Have you ever spent an entire day of your life trying not to think? You know the kind of day of which I write: category class “THIS SUCKS” sort of day. For me, that was yesterday. Whether I force myself to blame it on being a Monday or on being a Monday in the hustle and bustle of the holiday season, it doesn’t matter. It was an Unthinkable Day!
So how exactly do you make it through the type of day when life is like a nearly mortal wound: the kind which won’t really kill you, but hurts like hell to even think about? How do you deal with the day in which life itself is actually painful and you are so wrapped up in trying to defeat that feeling (or at the very least, to ignore it) that it’s 7:30pm and the children’s bedtime before you realize that you didn’t even comb the baby’s hair today?! How do you amble through that sort of day?!

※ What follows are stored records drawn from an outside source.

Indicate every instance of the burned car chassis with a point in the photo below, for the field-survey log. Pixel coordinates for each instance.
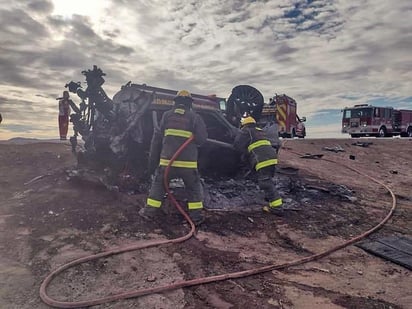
(117, 132)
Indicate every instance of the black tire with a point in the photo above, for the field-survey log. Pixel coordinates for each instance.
(244, 99)
(382, 132)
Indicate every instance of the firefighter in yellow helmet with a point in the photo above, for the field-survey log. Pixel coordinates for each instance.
(252, 142)
(176, 126)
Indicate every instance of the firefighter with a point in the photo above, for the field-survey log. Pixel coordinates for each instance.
(64, 111)
(176, 126)
(254, 145)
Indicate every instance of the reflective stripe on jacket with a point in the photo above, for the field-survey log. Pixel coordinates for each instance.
(176, 126)
(252, 141)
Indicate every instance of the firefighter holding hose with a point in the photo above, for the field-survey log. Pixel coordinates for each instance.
(176, 126)
(253, 143)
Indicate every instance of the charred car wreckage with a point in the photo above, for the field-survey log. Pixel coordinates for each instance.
(117, 132)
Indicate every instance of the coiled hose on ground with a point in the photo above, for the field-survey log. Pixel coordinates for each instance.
(198, 281)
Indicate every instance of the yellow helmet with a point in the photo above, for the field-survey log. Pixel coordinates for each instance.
(184, 93)
(247, 120)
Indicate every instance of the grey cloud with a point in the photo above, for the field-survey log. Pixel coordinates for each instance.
(42, 6)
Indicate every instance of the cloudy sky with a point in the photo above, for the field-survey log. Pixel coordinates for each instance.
(325, 54)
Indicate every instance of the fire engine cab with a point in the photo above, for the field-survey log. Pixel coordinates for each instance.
(367, 120)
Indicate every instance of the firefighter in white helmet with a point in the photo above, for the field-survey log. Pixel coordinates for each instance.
(252, 142)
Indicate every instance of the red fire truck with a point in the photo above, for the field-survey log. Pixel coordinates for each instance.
(283, 109)
(367, 120)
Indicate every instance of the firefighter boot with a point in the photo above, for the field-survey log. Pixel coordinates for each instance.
(196, 216)
(278, 211)
(149, 213)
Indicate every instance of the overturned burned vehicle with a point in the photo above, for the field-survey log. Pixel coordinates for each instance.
(117, 132)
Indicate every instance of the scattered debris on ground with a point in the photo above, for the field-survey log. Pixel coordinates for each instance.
(48, 221)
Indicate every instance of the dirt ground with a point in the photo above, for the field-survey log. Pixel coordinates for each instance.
(50, 220)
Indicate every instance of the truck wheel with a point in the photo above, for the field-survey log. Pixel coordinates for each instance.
(382, 132)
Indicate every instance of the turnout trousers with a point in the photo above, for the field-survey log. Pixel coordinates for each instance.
(191, 179)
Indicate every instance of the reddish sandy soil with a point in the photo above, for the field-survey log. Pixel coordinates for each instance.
(51, 220)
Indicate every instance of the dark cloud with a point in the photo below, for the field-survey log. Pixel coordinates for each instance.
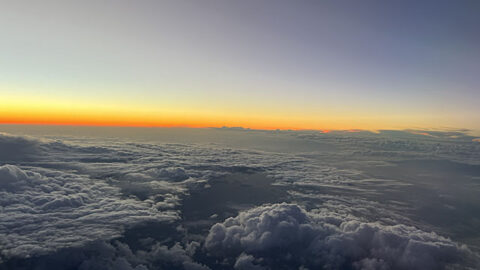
(50, 210)
(77, 198)
(287, 235)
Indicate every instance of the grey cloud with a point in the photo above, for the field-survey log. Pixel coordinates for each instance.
(286, 234)
(48, 210)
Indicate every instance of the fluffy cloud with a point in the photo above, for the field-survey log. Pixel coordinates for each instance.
(14, 148)
(48, 210)
(286, 234)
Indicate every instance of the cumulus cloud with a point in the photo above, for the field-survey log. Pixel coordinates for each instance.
(47, 210)
(288, 235)
(17, 148)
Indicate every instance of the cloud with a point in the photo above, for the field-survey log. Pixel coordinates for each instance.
(286, 234)
(46, 210)
(17, 148)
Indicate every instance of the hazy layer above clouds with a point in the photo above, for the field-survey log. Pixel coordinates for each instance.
(243, 199)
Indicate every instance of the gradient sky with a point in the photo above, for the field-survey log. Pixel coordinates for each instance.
(251, 63)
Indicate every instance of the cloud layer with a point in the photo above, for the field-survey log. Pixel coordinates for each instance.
(48, 210)
(287, 235)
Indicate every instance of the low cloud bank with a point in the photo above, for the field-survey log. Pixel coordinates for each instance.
(48, 210)
(286, 235)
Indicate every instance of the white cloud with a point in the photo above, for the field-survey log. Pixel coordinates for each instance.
(48, 210)
(286, 234)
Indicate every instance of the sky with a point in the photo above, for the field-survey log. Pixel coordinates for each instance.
(258, 64)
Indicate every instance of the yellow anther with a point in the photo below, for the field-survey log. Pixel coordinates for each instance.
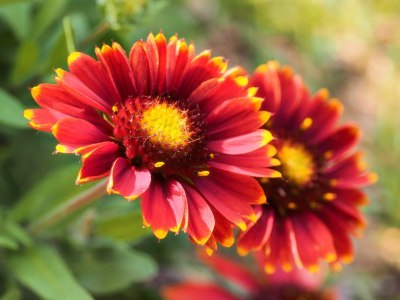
(307, 122)
(329, 196)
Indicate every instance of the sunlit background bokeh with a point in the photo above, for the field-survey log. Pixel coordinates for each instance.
(350, 47)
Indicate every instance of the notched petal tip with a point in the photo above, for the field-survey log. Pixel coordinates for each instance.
(73, 56)
(28, 114)
(35, 91)
(373, 177)
(160, 233)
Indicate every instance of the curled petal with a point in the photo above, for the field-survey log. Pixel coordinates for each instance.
(97, 162)
(201, 218)
(127, 181)
(164, 206)
(241, 144)
(76, 133)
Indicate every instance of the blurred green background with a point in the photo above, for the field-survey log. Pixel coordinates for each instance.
(102, 252)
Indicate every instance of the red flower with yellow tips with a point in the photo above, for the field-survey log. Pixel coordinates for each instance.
(177, 129)
(314, 208)
(299, 284)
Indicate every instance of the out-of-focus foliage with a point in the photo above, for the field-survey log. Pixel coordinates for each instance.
(102, 251)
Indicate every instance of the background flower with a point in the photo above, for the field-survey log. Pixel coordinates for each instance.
(313, 209)
(299, 284)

You start that type of day limping like any other. Early morning brisk jump out of bed. Coffee. Hair. Makeup. More coffee. Clothes to feel hot by. Third cup of coffee. Water. Check. Check. Check. Check. Etc… As you admire your handiwork in the bathroom mirror it hits you: The Unthinkable Day. You look straight into your own eyes and exclaim with dismay: “It hurts to think! So I won’t!”

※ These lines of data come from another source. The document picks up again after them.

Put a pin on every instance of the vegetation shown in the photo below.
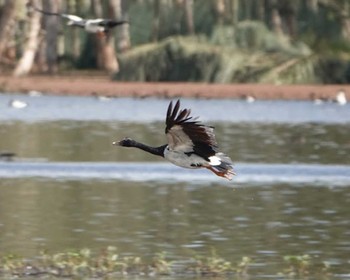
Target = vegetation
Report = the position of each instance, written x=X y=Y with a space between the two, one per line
x=274 y=41
x=108 y=263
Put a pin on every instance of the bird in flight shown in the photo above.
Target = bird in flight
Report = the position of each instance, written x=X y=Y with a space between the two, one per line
x=99 y=25
x=191 y=144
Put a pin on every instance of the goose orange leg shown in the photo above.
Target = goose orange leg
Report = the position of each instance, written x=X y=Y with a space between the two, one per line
x=218 y=173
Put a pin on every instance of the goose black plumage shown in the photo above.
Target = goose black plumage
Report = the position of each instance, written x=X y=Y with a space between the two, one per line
x=99 y=25
x=191 y=144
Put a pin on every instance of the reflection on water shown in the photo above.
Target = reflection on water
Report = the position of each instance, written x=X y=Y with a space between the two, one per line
x=263 y=222
x=60 y=192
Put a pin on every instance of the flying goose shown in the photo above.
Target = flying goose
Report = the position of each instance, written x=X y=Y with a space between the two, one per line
x=191 y=144
x=99 y=25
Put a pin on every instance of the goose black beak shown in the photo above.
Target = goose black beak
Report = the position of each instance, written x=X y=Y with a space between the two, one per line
x=117 y=143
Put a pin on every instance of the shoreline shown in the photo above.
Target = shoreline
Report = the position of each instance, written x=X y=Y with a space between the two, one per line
x=98 y=85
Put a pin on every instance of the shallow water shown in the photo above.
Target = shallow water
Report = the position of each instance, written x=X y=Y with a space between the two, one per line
x=68 y=187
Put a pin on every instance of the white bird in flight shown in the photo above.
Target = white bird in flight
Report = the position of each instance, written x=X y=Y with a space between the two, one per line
x=99 y=25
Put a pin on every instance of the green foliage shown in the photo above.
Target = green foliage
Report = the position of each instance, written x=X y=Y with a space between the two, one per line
x=197 y=59
x=85 y=264
x=303 y=266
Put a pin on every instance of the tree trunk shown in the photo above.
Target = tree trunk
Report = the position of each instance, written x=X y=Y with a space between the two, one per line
x=188 y=6
x=156 y=20
x=7 y=15
x=51 y=36
x=220 y=8
x=106 y=56
x=25 y=63
x=234 y=11
x=122 y=31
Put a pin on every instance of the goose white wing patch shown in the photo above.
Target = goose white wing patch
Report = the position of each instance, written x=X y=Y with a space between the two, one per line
x=178 y=140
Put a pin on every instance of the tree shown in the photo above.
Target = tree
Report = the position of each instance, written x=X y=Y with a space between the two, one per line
x=51 y=35
x=188 y=7
x=25 y=63
x=7 y=14
x=106 y=56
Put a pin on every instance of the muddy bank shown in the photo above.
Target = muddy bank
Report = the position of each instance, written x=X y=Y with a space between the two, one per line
x=99 y=85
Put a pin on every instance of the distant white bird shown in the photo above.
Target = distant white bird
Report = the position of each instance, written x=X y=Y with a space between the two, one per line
x=17 y=104
x=99 y=25
x=340 y=98
x=34 y=93
x=191 y=144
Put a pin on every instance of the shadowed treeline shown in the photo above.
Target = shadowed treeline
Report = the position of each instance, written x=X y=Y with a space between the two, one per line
x=284 y=41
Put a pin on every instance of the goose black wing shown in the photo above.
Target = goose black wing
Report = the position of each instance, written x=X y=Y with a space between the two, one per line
x=110 y=23
x=187 y=135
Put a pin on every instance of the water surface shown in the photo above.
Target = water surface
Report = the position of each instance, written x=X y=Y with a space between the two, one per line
x=68 y=187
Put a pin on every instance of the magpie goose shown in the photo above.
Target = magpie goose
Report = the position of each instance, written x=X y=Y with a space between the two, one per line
x=99 y=25
x=191 y=144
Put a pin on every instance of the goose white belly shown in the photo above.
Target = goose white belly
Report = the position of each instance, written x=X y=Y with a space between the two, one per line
x=181 y=159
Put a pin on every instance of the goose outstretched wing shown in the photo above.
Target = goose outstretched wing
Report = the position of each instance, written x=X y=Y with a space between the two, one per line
x=186 y=134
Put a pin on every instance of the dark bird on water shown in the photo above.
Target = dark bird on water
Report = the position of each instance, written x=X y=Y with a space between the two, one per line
x=99 y=25
x=191 y=144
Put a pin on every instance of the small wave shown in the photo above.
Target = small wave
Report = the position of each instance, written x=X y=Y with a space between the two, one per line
x=247 y=173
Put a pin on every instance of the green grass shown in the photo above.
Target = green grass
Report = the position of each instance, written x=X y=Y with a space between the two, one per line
x=108 y=263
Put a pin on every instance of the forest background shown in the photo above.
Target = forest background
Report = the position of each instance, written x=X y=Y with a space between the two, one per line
x=215 y=41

Now because you are conscious and somewhat conscientious you quickly decide that you can’t spend an entire day not thinking. So you figure: “I’ll write! Writing always makes things better.” You sit down determined to pardon and release the inmates from the prison of your reeling mind, letting them off on good behavior before they rise up in absolute anarchy and everything between your ears begins to pound. Instead you find yourself wandering through Microsoft Word starting a dozen different posts only to find yourself hitting the backspace and the delete keys way too often to compose anything worthwhile or to bring the worthwhile to fruition. In your frustration you give up, put the laptop aside and realize: today you are not having trouble writing, you are having trouble LIVING!

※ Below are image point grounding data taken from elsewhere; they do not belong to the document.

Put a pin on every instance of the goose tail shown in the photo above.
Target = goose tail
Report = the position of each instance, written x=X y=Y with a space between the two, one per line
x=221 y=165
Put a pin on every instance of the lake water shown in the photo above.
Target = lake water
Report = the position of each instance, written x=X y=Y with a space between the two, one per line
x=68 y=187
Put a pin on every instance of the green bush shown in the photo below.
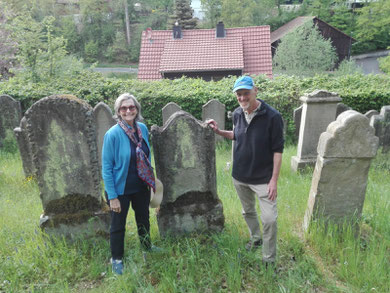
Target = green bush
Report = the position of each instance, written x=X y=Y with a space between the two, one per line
x=361 y=92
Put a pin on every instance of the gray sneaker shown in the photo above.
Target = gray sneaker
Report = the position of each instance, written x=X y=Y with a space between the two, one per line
x=253 y=245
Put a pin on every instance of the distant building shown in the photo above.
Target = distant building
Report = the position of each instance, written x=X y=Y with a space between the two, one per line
x=340 y=40
x=210 y=54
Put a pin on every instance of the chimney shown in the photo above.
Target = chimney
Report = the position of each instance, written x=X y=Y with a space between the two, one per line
x=220 y=31
x=176 y=31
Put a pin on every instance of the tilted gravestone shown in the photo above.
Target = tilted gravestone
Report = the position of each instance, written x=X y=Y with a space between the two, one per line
x=339 y=181
x=214 y=109
x=168 y=110
x=381 y=123
x=104 y=120
x=297 y=115
x=319 y=109
x=10 y=115
x=184 y=152
x=62 y=135
x=25 y=148
x=371 y=113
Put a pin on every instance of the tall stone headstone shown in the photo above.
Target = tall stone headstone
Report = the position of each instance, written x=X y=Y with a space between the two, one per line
x=184 y=152
x=214 y=109
x=104 y=120
x=61 y=131
x=319 y=109
x=168 y=110
x=381 y=123
x=10 y=115
x=25 y=148
x=339 y=181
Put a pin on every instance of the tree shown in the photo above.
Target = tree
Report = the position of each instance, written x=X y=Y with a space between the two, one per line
x=7 y=45
x=183 y=15
x=239 y=13
x=212 y=10
x=304 y=52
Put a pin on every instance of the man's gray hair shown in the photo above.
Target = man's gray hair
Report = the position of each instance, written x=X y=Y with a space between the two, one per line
x=125 y=97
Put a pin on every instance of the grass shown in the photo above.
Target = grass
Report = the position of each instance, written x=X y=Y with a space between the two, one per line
x=320 y=261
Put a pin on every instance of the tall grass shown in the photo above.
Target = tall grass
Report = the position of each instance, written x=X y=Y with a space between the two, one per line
x=320 y=261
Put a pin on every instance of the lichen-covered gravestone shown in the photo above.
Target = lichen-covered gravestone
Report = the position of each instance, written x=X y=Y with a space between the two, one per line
x=10 y=115
x=214 y=109
x=103 y=121
x=25 y=148
x=168 y=110
x=339 y=181
x=381 y=123
x=319 y=109
x=184 y=152
x=62 y=135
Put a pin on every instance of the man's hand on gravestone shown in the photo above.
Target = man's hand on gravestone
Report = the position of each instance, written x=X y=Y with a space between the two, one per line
x=115 y=205
x=213 y=124
x=272 y=190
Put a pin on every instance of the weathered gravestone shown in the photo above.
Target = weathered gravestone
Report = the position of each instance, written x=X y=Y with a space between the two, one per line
x=10 y=115
x=24 y=148
x=339 y=181
x=62 y=135
x=319 y=109
x=297 y=115
x=184 y=152
x=381 y=123
x=168 y=110
x=214 y=109
x=104 y=120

You feel yourself on the verge of tears and are tempted to turn on TLC just to let a few rip. In an all too unwelcome moment of lucidity, you shake yourself awake and you refuse to reach for the remote. Television is too much a waste of time, you know that. You are not about to fall into that trap. At this point, morphing into a couch potato would just add to the pain. TV does not a domestic goddess make and your life won’t change by immersing yourself in someone else’s. Whew. You are happy to have come out of that challenge unscathed. Next!
By eight AM you begin to wish that you could put an end to your own misery by working your heart and mind through to a brilliant solution for all of life’s problems. Then you realize that you are not thinking today and it’s not even an option… you’ve got too much to do. Where the hell is your fairy godmother?! Bibitty, bobitty, boo, my ass! You plow through your to do list in its entirety, knocking out every task before it manages to knock you down. There is a comforting sense of order in completing those tasks. You are somewhat pleased with yourself for at least making an attempt to counteract the imbalance of the life chaos that is beyond your control. You remind yourself that most of it in someone else’s hands and, ultimately, all of it is in God’s. So stop thinking. You promised yourself that you wouldn’t think today!
You spend the remainder of The Unthinkable Day avoiding thought and nursing the wound call life. It’s not nearly quite as mortal as you had first imagined. It hurts, but you’ll survive. You hope for a better tomorrow.



Wow! Sounds like a bad, bad day. Cyber-hugs sent your way!!
I hope today is better!
That is so funny you wanted to turn on the TV before 8 AM. Actually, that’s what I do when I wake up and feel sick or really, really tired. OK, it’s not funny- what I mean is, I identify! By taking up moment by painful moment up until 8 AM I truly felt what a crappy day you were having.
Kind of reminds me of Gone With The Wind when Rhett is leaving Scarlett at the end of the movie and she is determined to not think about it until tomorrow because “after all, tomorrow is another day”!
Keep your chin up.
thanks so much for the cyber hugs and encouragement. Tuesday was a much better day by far… sucky, but not as sucky as Monday.
Ah, yes, Starbucks… I know what I’ll do, I’ll go back to Tara! YES!